First of all you've been fooled by some other code that you would need to json_encode and json_decode to the get the array out of SimpleXMLElement. Instead, you only need to cast to array:
$inputArray = (array) $obj;
Then you've got the problem that the array-serialization you're looking for is not the default serialization that the SimpleXMLElement provides with that XML.
Additionally another minor problem you have is the dependency on using LIBXML_NOCDATA because otherwise you wouldn't get the format to come near. But not depending on that flag (and therefore on the point if the underlying XML would use CDATA or not for element value XML-encoding) would be useful, too, to gain a certain stability of the code.
As SimpleXMLElement does not provide your wanted behavior you have normally two options here: Extend from SimpleXMLElement or decorate it. I normally suggest decoration as extension is limited. E.g. you can not interfere via extension with the (array) casting, you can however for JSON serialization.
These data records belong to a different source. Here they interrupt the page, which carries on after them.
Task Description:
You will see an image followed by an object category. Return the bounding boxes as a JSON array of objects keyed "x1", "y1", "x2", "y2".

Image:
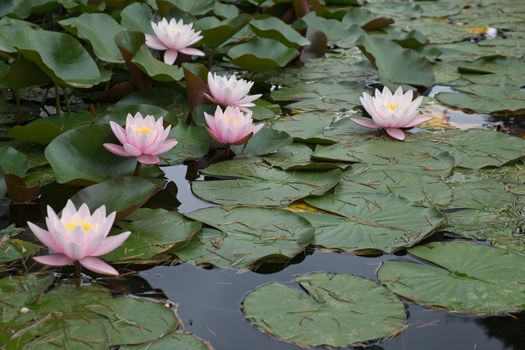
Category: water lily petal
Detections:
[
  {"x1": 33, "y1": 254, "x2": 75, "y2": 266},
  {"x1": 79, "y1": 256, "x2": 118, "y2": 276},
  {"x1": 386, "y1": 128, "x2": 406, "y2": 141}
]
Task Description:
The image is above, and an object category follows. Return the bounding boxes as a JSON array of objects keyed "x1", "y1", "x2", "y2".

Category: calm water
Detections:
[{"x1": 134, "y1": 165, "x2": 525, "y2": 350}]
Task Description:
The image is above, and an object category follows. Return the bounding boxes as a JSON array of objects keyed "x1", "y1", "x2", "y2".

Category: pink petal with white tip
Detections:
[{"x1": 33, "y1": 254, "x2": 74, "y2": 266}]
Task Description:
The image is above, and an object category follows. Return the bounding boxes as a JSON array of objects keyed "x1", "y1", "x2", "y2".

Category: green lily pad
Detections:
[
  {"x1": 232, "y1": 128, "x2": 292, "y2": 157},
  {"x1": 418, "y1": 130, "x2": 525, "y2": 169},
  {"x1": 15, "y1": 29, "x2": 103, "y2": 88},
  {"x1": 58, "y1": 13, "x2": 125, "y2": 63},
  {"x1": 300, "y1": 192, "x2": 443, "y2": 255},
  {"x1": 336, "y1": 164, "x2": 453, "y2": 207},
  {"x1": 173, "y1": 207, "x2": 314, "y2": 269},
  {"x1": 359, "y1": 37, "x2": 435, "y2": 88},
  {"x1": 250, "y1": 17, "x2": 310, "y2": 47},
  {"x1": 131, "y1": 45, "x2": 184, "y2": 82},
  {"x1": 0, "y1": 225, "x2": 40, "y2": 263},
  {"x1": 45, "y1": 124, "x2": 137, "y2": 183},
  {"x1": 263, "y1": 143, "x2": 348, "y2": 170},
  {"x1": 436, "y1": 85, "x2": 525, "y2": 113},
  {"x1": 378, "y1": 241, "x2": 525, "y2": 315},
  {"x1": 71, "y1": 176, "x2": 161, "y2": 218},
  {"x1": 119, "y1": 331, "x2": 213, "y2": 350},
  {"x1": 160, "y1": 122, "x2": 211, "y2": 165},
  {"x1": 8, "y1": 112, "x2": 94, "y2": 145},
  {"x1": 104, "y1": 208, "x2": 202, "y2": 262},
  {"x1": 243, "y1": 272, "x2": 406, "y2": 348},
  {"x1": 272, "y1": 113, "x2": 364, "y2": 144},
  {"x1": 227, "y1": 38, "x2": 299, "y2": 72},
  {"x1": 192, "y1": 158, "x2": 341, "y2": 207}
]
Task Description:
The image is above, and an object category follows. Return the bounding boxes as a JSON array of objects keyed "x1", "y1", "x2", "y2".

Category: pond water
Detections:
[{"x1": 128, "y1": 161, "x2": 525, "y2": 350}]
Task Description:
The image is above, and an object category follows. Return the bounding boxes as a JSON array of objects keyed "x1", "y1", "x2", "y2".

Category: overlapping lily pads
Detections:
[
  {"x1": 192, "y1": 158, "x2": 341, "y2": 207},
  {"x1": 243, "y1": 273, "x2": 406, "y2": 348},
  {"x1": 301, "y1": 193, "x2": 443, "y2": 255},
  {"x1": 378, "y1": 241, "x2": 525, "y2": 315},
  {"x1": 173, "y1": 207, "x2": 314, "y2": 269}
]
But that's not what you're looking for, you're looking for array serialization.
So for a kind-of-standard array serialization of a SimpleXMLElement you could implement this with a serializer and a strategy object on how to array-serialize a specific element.
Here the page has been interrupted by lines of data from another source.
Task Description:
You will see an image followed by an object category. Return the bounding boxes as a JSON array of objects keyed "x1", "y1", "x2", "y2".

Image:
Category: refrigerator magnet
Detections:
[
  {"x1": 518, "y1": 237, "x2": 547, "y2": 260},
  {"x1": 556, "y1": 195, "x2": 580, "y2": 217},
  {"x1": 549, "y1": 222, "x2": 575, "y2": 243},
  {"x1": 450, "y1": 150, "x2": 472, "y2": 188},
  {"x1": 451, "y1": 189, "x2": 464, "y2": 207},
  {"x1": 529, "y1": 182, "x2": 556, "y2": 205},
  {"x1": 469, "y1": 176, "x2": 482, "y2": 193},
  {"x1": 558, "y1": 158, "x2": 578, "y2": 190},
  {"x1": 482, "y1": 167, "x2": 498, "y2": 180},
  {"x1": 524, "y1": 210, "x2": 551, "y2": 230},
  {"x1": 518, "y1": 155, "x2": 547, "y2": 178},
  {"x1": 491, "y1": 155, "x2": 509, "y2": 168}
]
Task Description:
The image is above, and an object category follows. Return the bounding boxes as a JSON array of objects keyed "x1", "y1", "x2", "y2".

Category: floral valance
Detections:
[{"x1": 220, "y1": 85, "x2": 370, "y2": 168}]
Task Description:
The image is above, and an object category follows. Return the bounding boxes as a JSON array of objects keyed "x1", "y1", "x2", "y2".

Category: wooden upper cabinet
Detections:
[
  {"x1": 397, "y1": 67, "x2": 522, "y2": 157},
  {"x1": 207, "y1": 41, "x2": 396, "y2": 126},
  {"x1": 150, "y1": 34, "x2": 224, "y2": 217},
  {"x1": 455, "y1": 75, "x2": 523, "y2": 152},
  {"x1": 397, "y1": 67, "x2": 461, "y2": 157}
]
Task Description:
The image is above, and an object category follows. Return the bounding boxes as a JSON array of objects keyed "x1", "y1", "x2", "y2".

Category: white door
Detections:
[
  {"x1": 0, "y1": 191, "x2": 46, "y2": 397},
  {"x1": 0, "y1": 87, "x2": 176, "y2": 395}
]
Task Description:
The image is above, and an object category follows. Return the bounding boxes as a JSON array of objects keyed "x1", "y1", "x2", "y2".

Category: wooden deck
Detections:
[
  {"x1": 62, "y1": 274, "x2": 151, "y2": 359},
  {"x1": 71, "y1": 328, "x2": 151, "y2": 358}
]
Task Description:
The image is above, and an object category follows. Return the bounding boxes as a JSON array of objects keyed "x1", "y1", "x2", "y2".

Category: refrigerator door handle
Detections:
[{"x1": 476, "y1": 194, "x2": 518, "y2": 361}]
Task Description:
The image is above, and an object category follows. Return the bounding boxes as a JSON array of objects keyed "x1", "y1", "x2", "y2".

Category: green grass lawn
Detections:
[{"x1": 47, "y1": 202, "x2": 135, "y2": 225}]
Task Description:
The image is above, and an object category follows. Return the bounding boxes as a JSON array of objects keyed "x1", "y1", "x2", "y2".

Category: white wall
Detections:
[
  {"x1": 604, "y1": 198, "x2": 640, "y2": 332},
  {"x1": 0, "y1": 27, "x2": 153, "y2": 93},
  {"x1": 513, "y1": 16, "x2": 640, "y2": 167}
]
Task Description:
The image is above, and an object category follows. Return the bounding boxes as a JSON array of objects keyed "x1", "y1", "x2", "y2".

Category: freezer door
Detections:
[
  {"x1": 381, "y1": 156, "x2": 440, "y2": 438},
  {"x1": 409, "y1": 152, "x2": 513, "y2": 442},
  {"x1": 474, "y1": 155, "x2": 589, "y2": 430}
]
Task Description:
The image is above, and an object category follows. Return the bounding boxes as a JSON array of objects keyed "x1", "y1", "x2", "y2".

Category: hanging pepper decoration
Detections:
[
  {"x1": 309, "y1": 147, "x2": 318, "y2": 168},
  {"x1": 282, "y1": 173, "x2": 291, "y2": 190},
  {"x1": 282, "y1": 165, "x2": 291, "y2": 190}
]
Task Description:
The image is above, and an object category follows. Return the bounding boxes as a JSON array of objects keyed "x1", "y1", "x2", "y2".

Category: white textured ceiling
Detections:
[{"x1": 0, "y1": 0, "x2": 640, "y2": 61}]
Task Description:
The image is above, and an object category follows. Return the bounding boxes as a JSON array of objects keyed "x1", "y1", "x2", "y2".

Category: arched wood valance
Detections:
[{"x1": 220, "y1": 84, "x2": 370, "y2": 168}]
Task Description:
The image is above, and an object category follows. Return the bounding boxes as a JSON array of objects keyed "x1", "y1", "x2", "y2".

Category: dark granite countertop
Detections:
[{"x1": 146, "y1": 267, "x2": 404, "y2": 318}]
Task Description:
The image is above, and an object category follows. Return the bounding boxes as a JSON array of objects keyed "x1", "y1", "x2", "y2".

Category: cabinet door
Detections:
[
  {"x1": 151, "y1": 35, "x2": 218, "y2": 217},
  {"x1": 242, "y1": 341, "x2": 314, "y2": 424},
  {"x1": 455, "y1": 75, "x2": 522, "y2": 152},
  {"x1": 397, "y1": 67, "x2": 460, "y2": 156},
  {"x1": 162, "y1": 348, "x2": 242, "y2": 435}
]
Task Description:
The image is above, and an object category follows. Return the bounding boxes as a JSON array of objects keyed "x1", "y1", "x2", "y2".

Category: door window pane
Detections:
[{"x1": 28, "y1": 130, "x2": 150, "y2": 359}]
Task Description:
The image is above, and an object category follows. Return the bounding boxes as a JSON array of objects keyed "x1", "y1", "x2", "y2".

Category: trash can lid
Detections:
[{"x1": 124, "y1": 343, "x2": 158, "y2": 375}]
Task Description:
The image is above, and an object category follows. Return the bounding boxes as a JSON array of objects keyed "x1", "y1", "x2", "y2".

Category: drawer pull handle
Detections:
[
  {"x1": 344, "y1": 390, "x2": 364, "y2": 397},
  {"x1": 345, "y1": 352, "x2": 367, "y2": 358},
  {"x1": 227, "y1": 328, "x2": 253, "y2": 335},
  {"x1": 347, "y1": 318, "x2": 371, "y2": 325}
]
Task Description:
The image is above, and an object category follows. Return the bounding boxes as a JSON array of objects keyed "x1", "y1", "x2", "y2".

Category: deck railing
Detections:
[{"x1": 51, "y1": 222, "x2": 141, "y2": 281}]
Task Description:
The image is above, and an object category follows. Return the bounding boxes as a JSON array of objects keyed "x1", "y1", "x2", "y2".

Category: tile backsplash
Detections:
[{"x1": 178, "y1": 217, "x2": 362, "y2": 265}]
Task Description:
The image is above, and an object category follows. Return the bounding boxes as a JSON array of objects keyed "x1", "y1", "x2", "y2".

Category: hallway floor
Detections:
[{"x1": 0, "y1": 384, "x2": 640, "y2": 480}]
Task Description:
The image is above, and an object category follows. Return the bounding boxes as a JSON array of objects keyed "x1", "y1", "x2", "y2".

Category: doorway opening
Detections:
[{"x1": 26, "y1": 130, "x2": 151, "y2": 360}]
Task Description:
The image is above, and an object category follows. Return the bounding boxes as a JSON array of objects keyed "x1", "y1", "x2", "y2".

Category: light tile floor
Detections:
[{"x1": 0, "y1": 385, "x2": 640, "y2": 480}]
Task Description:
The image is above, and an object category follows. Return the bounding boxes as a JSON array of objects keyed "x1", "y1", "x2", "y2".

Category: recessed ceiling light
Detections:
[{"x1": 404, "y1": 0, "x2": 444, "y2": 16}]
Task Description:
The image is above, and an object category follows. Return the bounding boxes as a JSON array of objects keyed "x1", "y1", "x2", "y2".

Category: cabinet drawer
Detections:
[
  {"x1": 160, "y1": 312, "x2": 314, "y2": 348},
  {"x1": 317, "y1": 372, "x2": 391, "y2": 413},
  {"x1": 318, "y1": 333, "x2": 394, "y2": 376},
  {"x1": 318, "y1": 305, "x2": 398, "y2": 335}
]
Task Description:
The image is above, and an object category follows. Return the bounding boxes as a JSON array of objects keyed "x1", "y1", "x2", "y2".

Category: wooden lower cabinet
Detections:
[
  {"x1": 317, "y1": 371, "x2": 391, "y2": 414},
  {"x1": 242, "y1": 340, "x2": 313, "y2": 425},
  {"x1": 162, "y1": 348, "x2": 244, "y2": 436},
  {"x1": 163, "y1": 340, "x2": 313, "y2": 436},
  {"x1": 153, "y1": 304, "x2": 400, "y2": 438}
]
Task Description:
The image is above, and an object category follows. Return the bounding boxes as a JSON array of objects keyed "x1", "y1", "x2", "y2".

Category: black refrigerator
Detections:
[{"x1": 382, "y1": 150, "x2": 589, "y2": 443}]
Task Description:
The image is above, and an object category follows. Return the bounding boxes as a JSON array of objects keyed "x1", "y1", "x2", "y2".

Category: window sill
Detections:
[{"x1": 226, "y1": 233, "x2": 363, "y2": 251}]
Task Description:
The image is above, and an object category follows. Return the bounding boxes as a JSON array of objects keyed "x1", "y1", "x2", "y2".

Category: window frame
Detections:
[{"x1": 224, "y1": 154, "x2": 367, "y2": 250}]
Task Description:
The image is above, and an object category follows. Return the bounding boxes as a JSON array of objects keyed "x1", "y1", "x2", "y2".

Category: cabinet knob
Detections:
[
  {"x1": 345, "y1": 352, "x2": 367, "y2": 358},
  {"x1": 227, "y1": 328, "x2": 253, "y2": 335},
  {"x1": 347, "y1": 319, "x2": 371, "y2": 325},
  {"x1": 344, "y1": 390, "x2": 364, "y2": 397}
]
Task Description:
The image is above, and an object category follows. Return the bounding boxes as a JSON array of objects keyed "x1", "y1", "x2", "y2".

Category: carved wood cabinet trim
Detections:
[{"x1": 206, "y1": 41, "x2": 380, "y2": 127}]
This first needs the serializer:
interface ArraySerializer
{
public function arraySerialize();
}
class SimpleXMLArraySerializer implements ArraySerializer
{
/**
* @var SimpleXMLElement
*/
private $subject;
/**
* @var SimpleXMLArraySerializeStrategy
*/
private $strategy;
public function __construct(SimpleXMLElement $element, SimpleXMLArraySerializeStrategy $strategy = NULL) {
$this->subject = $element;
$this->strategy = $strategy ?: new DefaultSimpleXMLArraySerializeStrategy();
}
public function arraySerialize() {
$strategy = $this->getStrategy();
return $strategy->serialize($this->subject);
}
/**
* @return SimpleXMLArraySerializeStrategy
*/
public function getStrategy() {
return $this->strategy;
}
}
This array-serializer is yet missing the functionality to serialize. This has been directed to a strategy so that it can be easily exchanged later on. Here is a default strategy to do so:
abstract class SimpleXMLArraySerializeStrategy
{
abstract public function serialize(SimpleXMLElement $element);
}
class DefaultSimpleXMLArraySerializeStrategy extends SimpleXMLArraySerializeStrategy
{
public function serialize(SimpleXMLElement $element) {
$array = array();
// create array of child elements if any. group on duplicate names as an array.
foreach ($element as $name => $child) {
if (isset($array[$name])) {
if (!is_array($array[$name])) {
$array[$name] = [$array[$name]];
}
$array[$name][] = $this->serialize($child);
} else {
$array[$name] = $this->serialize($child);
}
}
// handle SimpleXMLElement text values.
if (!$array) {
$array = (string)$element;
}
// return empty elements as NULL (self-closing or empty tags)
if (!$array) {
$array = NULL;
}
return $array;
}
}
This object contains a common way to convert a SimpleXMLElement into an array. It behaves comparable to what your XML as SimpleXMLElement with LIBXML_NOCDATA already does. However it does not have the problem with CDATA. To show this, the following example already gives the output you have:
$obj = new SimpleXMLElement($xml);
$serializer = new SimpleXMLArraySerializer($obj);
print_r($serializer->arraySerialize());
Now as so far the array serialization has been implemented in types of it's own, it's easy to change it according to the needs. For the content element you have a different strategy to turn it into an array. It is also far easier:
class ContentXMLArraySerializeStrategy extends SimpleXMLArraySerializeStrategy
{
public function serialize(SimpleXMLElement $element) {
$array = array();
foreach ($element->item as $item) {
$array[(string) $item['name']] = (string) $item;
}
return array('item' => $array);
}
}
What's left is to wire this into the SimpleXMLArraySerializer on the right condition. E.g. depending on the name of the element:
...
/**
* @return SimpleXMLArraySerializeStrategy
*/
public function getStrategy() {
if ($this->subject->getName() === 'content') {
return new ContentXMLArraySerializeStrategy();
}
return $this->strategy;
}
}
Now the same example from above:
$obj = new SimpleXMLElement($xml);
$serializer = new SimpleXMLArraySerializer($obj);
print_r($serializer->arraySerialize());
would give you the wanted output (beautified):
Array
(
[item] => Array
(
[book] => book name
[price] => 35
)
)
As your XML probably only have this one element, I'd say such a level of abstraction might be a little much. However, if the XML is going to change and you have actually multiple array format needs within the same document, this is a plausible way to go.
The default serialization I've used in my example is based on the decoration example in SimpleXML and JSON Encode in PHP – Part III and End.